- Born: 27 December 1882 England
- Known for: MI6 agent; Alleged involvement in the murder of Rasputin;

= John Scale =

Lieutenant Colonel John Dymoke Scale DSO, OBE (27 December 1882 – 22 April 1949) was an MI6 (SIS) agent who was involved in a British propaganda unit called the Anglo-Russian Commission in St Petersburg, where his responsibilities included running Mohammed Beck Hadjetlaché.

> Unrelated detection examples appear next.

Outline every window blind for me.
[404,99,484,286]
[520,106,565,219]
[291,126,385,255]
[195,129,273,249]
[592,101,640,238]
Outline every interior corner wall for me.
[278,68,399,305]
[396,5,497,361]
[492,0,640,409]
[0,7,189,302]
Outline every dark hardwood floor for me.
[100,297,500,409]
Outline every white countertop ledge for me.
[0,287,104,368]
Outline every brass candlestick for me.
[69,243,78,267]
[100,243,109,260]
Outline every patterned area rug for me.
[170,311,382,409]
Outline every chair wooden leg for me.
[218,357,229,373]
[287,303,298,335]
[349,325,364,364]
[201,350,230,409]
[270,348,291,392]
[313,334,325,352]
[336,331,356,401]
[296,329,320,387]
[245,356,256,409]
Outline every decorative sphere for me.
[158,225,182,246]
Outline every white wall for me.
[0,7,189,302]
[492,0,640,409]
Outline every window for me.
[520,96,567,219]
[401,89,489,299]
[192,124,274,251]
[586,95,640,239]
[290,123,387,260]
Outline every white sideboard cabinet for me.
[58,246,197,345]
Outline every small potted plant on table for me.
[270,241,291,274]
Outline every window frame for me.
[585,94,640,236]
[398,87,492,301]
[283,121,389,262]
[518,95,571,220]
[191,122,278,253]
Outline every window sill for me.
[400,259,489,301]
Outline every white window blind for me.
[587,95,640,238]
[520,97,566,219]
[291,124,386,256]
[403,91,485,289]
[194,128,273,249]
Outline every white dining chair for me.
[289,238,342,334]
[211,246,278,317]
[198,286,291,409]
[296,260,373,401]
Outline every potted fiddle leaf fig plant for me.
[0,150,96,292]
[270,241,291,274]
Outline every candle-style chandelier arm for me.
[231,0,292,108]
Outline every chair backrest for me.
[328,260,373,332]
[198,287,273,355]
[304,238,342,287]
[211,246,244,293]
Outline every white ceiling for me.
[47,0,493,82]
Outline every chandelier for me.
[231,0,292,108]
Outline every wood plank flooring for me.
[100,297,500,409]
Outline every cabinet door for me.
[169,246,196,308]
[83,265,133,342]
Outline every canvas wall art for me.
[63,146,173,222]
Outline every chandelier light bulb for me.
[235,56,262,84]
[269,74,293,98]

Scale was originally from Merthyr Tydfil in Glamorgan. He was commissioned into the British Army as a second lieutenant in the Royal Warwickshire Regiment on 8 May 1901, and was in September 1902 seconded for service with the British Indian Army. He was first sent to Russia in 1912, qualified as a Russian translator in 1913 and rejoined the 87th Punjabis in 1914. In 1916, Scale served with Stephen Alley and Oswald Rayner under Mansfield Cumming at the time of the murder of Grigori Rasputin. Whilst a captain in St Petersburg, in the weeks leading up to the killing, Scale is recorded as having met with Oswald Rayner and Felix Yusupov in the diary of their chauffeur, William Compton. Several other books and documentaries have claimed Scale's involvement in Rasputin's death, or even alleged that Scale commanded Rayner to fatally shoot him. A letter from Alley to Scale provides the best evidence of British Intelligence involvement in the murder and torture that reads:

Dear Scale, ... Although matters here have not proceeded entirely to plan, our objective has clearly been achieved. Reaction to the demise of "Dark Forces" has been well received, although a few awkward questions have already been asked about wider involvement. Rayner is attending to loose ends and will no doubt brief you on your return."

In March 1918, Scale was an SIS bureau commander in Stockholm.